Efficient modeling and control of crushing processes in minerals processing
Modeling and simulation is a tool to explore and increase the understanding of a phenomenon. This thesis focuses on developing models of crushers and equipment used in the mining industry. Specifically, the focus is on a branch of modeling called time dynamic modeling which is a model that gives an output as a function of time.
The work is divided into three areas: physical modeling, control modeling, and circuit modeling. Physical modeling deals with how to develop high fidelity unit models of equipment, in this thesis, a model of a jaw crusher and of an HPGR are presented. These models are aimed to be predictive and should predict the process variables under a specific set of operating conditions. The models are developed with the process parameters that are used in the physical unit, in the case of the HPGR, roller speed, and hydraulic pressure. The parameters within the models are parameters with units and have real physical meaning; for example, a dimension of the machine.
The topic of control modeling focuses on how to apply the knowledge from modeling in the control domain to improve operations. An example of setting up a model predictive controller and using it to control a crushing circuit simulation is demonstrated. Model predictive control is an optimal control strategy that can be used to drive the circuit towards a specific goal. As the demand is increased on the mining companies to perform better these types of controllers and operation improving actions are important. This thesis aims to target some of the challenges involved in improving plant operation and control.

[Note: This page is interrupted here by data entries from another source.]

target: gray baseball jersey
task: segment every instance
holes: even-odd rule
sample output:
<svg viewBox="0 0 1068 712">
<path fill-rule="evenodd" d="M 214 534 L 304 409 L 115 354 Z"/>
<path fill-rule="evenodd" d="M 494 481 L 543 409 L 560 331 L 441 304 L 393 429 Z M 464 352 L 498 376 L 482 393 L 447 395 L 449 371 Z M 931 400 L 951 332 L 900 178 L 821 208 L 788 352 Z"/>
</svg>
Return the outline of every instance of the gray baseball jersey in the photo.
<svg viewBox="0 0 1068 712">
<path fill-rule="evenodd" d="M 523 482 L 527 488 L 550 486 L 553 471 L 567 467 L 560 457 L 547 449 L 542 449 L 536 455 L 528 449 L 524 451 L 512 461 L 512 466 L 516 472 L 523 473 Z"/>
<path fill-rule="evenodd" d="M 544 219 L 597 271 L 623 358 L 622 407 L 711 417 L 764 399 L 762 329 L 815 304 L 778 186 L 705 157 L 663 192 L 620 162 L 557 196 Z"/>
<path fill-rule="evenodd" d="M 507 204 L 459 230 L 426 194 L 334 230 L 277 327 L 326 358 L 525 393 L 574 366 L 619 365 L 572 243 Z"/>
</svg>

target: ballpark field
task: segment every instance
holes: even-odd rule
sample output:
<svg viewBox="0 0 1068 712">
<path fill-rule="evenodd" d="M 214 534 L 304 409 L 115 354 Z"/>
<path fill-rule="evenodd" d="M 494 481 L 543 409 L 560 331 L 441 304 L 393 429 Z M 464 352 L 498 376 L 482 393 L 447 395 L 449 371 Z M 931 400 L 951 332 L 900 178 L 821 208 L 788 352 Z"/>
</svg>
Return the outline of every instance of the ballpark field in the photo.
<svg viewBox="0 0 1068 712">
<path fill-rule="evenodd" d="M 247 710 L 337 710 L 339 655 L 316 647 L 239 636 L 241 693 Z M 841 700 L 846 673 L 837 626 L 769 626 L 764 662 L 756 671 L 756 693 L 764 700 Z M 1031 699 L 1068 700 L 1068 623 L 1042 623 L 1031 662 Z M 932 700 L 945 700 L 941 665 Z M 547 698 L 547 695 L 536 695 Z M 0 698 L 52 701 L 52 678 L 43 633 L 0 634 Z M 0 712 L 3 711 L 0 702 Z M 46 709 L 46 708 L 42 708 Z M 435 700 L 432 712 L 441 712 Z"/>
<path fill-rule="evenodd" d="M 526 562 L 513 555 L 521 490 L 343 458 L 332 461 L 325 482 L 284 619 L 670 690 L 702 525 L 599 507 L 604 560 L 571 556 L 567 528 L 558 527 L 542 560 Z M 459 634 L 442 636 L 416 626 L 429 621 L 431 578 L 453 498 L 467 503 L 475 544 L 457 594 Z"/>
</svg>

Within circuit modeling, a broader perspective is taken to study the operations of an entire circuit or plant. The study presented in this thesis focuses on how sensitive a plant is to variations and how the plant design itself will affect the plant's ability to cope with variations. The approach has been to simulate faster and to use less complex models many times to determine limits and ranges. The method shows potential to understand a circuit better before it is built.
The outcome of the research is a better understanding of how to model machinery, such as the HPGR and the jaw crusher. By developing high fidelity models, insights are gained on how to move between the different modeling domains. The knowledge is useful for studies of circuits, and how to set up optimal controllers. Especially controllers that require models of a specific type or models that have to be fast to simulate.